Mackie Hill had been lined up to become an academy following a critical Ofsted inspection in December 2017, which placed the school in special measures.
Wakefield Council had asked the DfE to suspend an academisation order on the school last year to allow Mackie Hill to merge with neighbouring secondary school Kettlethorpe High, which had been supporting it.
However, the academy order remained in place.
'Disappointment' over academisation order
In November last year, Beate Wagner, Wakefield Council’s corporate director for children and young people, told Tes that the council was “extremely disappointed with the secretary of state’s decision to not rescind the academy order for Mackie Hill School”.
She added: “Our proposal for closure of Mackie Hill through amalgamation with Kettlethorpe as a through school had been based on what we felt was in the very best interests of the children. We consulted on the plans extensively, and there was wide support from parents and the local community.
In December, the DfE revealed that the regional schools commissioner had referred the case of Mackie Hill’s academisation to academies minister Lord Agnew for further consideration.
The department said this was “common practice for complex or sensitive cases.”
A DfE spokesperson said: “We are striving for a world class education for all children regardless of background, and when we see issues of underperformance we will not hesitate to take action.
“Crigglestone Mackie Hill Junior and Infant School was issued an academy order because it was rated inadequate by Ofsted.

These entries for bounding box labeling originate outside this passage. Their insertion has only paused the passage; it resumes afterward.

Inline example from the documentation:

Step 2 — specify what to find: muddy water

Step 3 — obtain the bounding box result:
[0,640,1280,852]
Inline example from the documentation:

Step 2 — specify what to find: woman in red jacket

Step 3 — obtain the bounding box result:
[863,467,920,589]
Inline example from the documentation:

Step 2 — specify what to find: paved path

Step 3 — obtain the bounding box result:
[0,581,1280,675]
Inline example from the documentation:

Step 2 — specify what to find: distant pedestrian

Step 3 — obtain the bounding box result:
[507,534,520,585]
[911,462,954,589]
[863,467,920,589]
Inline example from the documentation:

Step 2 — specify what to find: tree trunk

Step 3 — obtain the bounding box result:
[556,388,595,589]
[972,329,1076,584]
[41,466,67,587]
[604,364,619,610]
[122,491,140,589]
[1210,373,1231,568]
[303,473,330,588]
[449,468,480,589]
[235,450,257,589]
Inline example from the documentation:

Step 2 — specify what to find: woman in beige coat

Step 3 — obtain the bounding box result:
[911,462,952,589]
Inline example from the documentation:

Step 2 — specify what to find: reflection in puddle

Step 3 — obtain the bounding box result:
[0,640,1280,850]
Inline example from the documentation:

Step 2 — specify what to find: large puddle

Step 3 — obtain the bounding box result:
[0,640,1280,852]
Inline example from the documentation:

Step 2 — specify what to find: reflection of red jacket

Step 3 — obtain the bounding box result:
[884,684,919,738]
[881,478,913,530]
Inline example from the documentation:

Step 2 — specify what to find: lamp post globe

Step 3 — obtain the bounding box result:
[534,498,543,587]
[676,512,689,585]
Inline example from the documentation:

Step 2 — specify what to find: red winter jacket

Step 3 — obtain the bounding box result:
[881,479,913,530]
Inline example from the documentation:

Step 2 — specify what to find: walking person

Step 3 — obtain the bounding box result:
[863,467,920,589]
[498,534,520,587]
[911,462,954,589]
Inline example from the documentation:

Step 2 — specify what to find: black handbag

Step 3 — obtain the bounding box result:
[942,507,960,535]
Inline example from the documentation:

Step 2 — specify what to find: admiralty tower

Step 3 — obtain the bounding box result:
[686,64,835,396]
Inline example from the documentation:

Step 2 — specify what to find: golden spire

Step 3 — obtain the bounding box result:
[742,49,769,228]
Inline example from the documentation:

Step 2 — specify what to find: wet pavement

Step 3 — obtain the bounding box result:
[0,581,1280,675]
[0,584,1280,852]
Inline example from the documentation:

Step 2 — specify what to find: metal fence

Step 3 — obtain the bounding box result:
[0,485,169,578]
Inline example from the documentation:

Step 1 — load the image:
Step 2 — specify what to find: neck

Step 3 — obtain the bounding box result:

Our priority is, and always should be, the wellbeing, safeguarding and education of pupils.
“We are considering alternative sponsors for Mackie Hill School to raise standards and provide it with the necessary sustainable support.”
However Ms Wagner said that Wakefield Council will ask the education secretary to rescind the academy order once the school comes out of special measures.
New Collaborative Learning Trust have been approached for a comment.
The trust runs two sixth-form colleges – New College Pontefract and New College Doncaster – and is set to open a new sixth-form free school college in Bradford later this year.